Let $G=(V,E)$ be an undirected, weighted, connected graph with no self-loops. Typically, given a path between two vertices, one defines the cost of a path between those vertices as the sum of the costs of the edges traversed in the path. For this question, we'll consider an alternative notion of path cost: the max-cost. The max-cost of a path $P$ connecting two vertices $u,v$ is $c(P) = \max_{e \in P} c_e$, that is, it's equal to the largest single edge-cost in the path. Now, given two vertices $u,v$, we define a minimum max-cost path between $u,v$ as a path between $u,v$ of minimum max-cost.
(I don't know if this has a standard terminology, so I sort of made up my own above).
Below, we will refer to minimum spanning trees. The minimum spanning tree is defined as usual, with the sum cost definition.
One curious observation I've proven is that the minimum spanning tree $T$ produced by running Kruskal's algorithm on $G$ has the property that the (unique) path in $T$ connecting vertices $u,v$ is also a minimum max-cost path among all paths connecting $u,v$ in $G$. I'm wondering if this generalizes to all MSTs of $G$, rather than just the one produced by Kruskal (recall that, in general, graphs might have numerous MSTs), and also if this property in some sense characterizes MSTs.
More precisely:
Suppose $G=(V,E)$ is undirected, weighted, connected, and without self-loops. A spanning tree $T \subset G$ is minimally connecting if for every $u,v \in V$, the path between $u,v$ through edges only in $T$ is a minimum max-cost path, among all paths between $u,v$ in $G$. Is it true that a spanning tree $T$ is minimally connecting if and only if it is a minimum spanning tree? (Again, note a minimum spanning tree is defined in the 'standard' way).

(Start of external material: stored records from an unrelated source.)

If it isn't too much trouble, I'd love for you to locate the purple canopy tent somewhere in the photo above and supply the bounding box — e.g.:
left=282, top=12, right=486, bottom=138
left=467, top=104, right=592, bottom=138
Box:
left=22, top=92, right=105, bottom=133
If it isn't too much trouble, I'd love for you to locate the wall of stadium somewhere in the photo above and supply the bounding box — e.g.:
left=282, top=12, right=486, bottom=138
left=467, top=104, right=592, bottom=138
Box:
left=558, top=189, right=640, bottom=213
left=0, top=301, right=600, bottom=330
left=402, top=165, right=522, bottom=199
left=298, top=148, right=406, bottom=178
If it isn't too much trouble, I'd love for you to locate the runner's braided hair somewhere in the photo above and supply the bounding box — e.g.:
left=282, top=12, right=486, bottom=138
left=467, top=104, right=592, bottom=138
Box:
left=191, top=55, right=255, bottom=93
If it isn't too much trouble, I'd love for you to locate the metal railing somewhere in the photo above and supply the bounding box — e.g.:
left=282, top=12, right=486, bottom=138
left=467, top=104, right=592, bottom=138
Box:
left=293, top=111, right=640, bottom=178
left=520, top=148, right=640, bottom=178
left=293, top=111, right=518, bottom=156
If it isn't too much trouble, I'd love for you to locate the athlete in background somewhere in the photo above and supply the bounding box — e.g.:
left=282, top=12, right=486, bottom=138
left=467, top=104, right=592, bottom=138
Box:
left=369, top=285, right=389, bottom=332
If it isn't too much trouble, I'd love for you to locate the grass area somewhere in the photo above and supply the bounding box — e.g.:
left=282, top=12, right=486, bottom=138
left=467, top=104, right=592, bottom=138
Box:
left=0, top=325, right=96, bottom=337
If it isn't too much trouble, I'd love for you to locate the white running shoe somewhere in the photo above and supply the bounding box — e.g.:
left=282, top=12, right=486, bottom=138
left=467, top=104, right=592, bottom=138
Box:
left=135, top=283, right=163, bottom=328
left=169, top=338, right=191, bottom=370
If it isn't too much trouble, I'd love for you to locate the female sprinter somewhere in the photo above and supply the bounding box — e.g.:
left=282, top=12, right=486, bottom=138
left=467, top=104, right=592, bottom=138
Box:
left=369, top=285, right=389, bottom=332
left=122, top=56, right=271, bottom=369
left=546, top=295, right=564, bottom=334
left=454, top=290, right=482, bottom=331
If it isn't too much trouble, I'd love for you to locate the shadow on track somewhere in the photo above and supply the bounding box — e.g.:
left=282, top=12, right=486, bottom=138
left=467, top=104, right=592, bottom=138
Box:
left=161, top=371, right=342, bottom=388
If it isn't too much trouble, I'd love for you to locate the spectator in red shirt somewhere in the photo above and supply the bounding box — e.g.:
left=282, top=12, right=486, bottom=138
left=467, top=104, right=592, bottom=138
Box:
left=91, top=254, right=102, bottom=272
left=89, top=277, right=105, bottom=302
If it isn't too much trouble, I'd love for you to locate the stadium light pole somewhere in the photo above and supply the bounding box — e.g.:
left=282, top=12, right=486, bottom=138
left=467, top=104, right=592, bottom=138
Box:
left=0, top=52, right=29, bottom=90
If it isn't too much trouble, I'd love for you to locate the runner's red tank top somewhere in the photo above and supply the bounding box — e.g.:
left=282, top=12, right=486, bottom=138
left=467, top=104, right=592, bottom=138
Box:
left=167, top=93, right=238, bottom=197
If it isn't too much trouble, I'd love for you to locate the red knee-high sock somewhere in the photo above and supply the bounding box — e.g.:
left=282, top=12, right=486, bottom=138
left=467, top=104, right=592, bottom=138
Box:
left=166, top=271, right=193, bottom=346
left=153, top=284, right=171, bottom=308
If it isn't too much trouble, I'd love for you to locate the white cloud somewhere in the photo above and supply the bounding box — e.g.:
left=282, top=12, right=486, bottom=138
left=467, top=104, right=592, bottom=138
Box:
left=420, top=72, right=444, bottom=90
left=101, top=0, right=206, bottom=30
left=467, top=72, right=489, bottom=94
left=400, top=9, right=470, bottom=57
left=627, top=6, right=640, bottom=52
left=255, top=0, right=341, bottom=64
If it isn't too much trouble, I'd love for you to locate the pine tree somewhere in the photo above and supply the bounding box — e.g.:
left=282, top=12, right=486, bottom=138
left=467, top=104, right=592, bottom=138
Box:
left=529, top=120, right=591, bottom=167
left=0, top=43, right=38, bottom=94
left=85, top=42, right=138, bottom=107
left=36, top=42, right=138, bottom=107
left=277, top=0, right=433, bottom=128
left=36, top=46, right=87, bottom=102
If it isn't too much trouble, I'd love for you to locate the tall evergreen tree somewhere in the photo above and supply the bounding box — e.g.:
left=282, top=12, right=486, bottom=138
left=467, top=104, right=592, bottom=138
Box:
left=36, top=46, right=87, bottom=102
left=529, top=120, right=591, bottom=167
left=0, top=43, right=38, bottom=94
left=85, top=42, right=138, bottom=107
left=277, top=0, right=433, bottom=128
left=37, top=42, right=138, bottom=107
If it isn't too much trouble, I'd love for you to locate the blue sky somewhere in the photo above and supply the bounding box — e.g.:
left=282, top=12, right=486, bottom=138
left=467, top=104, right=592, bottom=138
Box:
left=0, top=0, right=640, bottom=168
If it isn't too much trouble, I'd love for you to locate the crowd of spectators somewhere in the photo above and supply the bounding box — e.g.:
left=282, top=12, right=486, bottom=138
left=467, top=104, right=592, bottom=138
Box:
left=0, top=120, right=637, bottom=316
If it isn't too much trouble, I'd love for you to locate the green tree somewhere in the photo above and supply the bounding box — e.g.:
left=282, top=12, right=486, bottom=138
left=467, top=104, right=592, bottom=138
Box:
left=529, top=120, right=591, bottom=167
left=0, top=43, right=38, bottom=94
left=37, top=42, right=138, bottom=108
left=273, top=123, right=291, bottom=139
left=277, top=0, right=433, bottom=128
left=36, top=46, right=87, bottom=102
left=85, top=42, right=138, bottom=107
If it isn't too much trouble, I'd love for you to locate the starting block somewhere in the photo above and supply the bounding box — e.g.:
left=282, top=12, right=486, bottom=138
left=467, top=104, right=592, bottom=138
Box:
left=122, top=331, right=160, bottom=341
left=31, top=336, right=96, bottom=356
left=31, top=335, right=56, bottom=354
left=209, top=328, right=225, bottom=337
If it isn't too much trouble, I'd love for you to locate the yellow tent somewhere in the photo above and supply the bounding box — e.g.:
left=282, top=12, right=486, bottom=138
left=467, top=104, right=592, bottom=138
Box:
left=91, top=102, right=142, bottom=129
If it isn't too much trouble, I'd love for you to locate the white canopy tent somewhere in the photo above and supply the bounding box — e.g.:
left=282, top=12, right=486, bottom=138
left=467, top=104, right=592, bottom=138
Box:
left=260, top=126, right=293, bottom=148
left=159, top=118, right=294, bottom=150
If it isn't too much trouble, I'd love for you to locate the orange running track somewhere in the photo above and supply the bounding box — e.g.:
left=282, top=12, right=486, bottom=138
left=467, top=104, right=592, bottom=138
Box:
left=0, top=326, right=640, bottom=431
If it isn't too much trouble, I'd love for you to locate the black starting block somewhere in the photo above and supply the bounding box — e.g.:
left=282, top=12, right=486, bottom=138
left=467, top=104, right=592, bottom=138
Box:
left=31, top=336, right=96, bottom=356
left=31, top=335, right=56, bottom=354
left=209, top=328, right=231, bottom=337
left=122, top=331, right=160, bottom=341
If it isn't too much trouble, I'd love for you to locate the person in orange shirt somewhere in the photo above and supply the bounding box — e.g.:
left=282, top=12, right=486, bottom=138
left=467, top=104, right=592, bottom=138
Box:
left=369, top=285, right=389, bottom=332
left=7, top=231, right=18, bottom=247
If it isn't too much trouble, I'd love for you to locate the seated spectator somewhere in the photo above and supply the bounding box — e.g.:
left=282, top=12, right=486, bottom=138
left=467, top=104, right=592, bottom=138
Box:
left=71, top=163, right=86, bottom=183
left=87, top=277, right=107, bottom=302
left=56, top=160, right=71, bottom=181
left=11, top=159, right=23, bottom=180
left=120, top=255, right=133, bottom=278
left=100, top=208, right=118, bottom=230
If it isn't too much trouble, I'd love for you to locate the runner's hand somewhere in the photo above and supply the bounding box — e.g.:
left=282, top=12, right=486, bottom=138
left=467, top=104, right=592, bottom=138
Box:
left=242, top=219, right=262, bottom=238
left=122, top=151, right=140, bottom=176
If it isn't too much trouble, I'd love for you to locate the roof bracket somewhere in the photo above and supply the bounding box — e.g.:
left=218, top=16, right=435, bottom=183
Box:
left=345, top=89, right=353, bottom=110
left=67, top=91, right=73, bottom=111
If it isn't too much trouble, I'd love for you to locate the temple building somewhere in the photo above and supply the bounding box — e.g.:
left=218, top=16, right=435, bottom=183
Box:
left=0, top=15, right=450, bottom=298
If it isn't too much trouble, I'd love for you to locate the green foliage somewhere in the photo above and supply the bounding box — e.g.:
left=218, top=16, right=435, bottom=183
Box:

As always, if there is any lack of clarity in what is being asked, feel free to comment. For further intuition, consider checking out this picture of a minimum spanning tree, noting how given any two vertices in the graph, the path between them through the MST (i.e., the 'black' path) minimizes the max-cost.
Best Answer
Yes, it is true in general. Note that even though MSTs are non-unique, they are not that non-unique: the only non-uniqueness comes from ties between edges of equal weight. If all edge weights are unique, the MST is also unique.
In particular, from your proof, it follows that if all edge weights are unique, the MST is also minimally connecting.
But suppose you have a general weighted graph $G'$, with possibly non-unique edge weights, and $T$ is one of its MSTs. We can break ties on the edges by adding some very small $\epsilon_i$ to the weight of the $i^{\text{th}}$ edge (taking every $\epsilon_i$ to be much smaller than any actual difference between the cost of any two spanning trees), creating a new graph $G'$ with a unique MST. We can make sure that ties are broken in favor of the edges in $T$ (giving them smaller $\epsilon_i$'s than any edges not in $T$), so that $T$ is also the unique MST of $G'$.
Since $T$ is the unique MST of $G'$, it will be the MST found by Kruskal's algorithm in $G'$, and therefore it is minimally connecting for $G'$ by your definition.
But if we now wipe away all the $\epsilon_i$'s, $T$ should also be minimally connecting for $G$, because $\epsilon_i$'s were much less significant than any actual difference between edge weights. (If some path in $T$ had used an edge of too-high cost in $G$, that edge would have been equally problematic in $G'$.)
Since $T$ was an arbitrary MST, we conclude that all MSTs are minimally connecting.
We can also observe than in a graph with unique edge weights, looking for a minimally connecting tree is forced to find the tree found by Kruskal's algorithm, because we only use an edge of weight $w$ once we've connected all we can by edges of weight $<w$. So in $G'$, MSTs and minimally connecting trees are equivalent, and therefore the same thing is true in $G$. (Start with a minimally connecting tree $T$ in $G$, break ties so that it's minimally connecting in $G'$, conclude that it's an MST in $G'$, and therefore that it's an MST in $G$.)